Hikikomori olgusunun arkasında birçok sosyokültürel etken yatıyor:
- Yoğun akademik ve iş baskısı
- Aile içi iletişimsizlik
- Toplumsal başarısızlık korkusu
- Sosyal kaygı ve utangaçlık
- Japon toplumunda bireyselliğin bastırılması
Bu etkenler bir araya geldiğinde, kişi zamanla kendini geri çeker, dış dünyayı tehlikeli ya da gereksiz görmeye başlar.

TEKNOLOJİ VE DİJİTAL İZOLASYON
İnternet, video oyunları ve sosyal medya gibi dijital araçlar da hikikomori yaşam tarzını destekliyor. Online alışveriş, sanal arkadaşlıklar ve uzaktan çalışma imkânı, fiziksel olarak dışarı çıkmadan yaşamayı mümkün hale getiriyor.
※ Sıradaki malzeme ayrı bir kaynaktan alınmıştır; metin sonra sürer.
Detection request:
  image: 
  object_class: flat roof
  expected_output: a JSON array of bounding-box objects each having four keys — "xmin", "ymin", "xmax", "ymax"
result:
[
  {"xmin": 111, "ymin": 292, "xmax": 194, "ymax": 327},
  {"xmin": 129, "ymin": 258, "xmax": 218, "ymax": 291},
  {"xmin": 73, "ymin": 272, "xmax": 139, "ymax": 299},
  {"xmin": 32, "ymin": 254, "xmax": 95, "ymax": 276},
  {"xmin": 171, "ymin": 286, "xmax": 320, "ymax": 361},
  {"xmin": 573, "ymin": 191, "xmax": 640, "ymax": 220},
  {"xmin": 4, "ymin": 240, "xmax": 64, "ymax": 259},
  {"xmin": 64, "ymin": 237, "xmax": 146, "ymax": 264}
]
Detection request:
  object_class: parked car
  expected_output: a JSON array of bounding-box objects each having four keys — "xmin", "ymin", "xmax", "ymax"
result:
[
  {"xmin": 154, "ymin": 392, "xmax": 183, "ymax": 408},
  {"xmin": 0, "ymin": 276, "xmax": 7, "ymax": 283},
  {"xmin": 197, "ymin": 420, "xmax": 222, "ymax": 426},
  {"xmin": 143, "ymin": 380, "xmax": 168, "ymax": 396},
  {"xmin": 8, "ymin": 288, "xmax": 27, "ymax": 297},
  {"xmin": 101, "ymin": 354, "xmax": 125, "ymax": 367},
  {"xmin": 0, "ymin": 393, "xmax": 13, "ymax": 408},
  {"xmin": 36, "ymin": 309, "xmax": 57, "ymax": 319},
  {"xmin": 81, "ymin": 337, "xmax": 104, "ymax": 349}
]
DEVLET VE AİLELER NE YAPIYOR?
Japon hükümeti, hikikomori bireylerin topluma yeniden kazandırılması için destek programları başlattı. Ailelere yönelik rehberlik hizmetleri, ev ziyaretleri yapan sosyal görevliler ve psikolojik destek sunan merkezler açıldı. Ancak toplumsal damgalama ve bireylerin gönülsüzlüğü bu süreçleri zorlaştırıyor.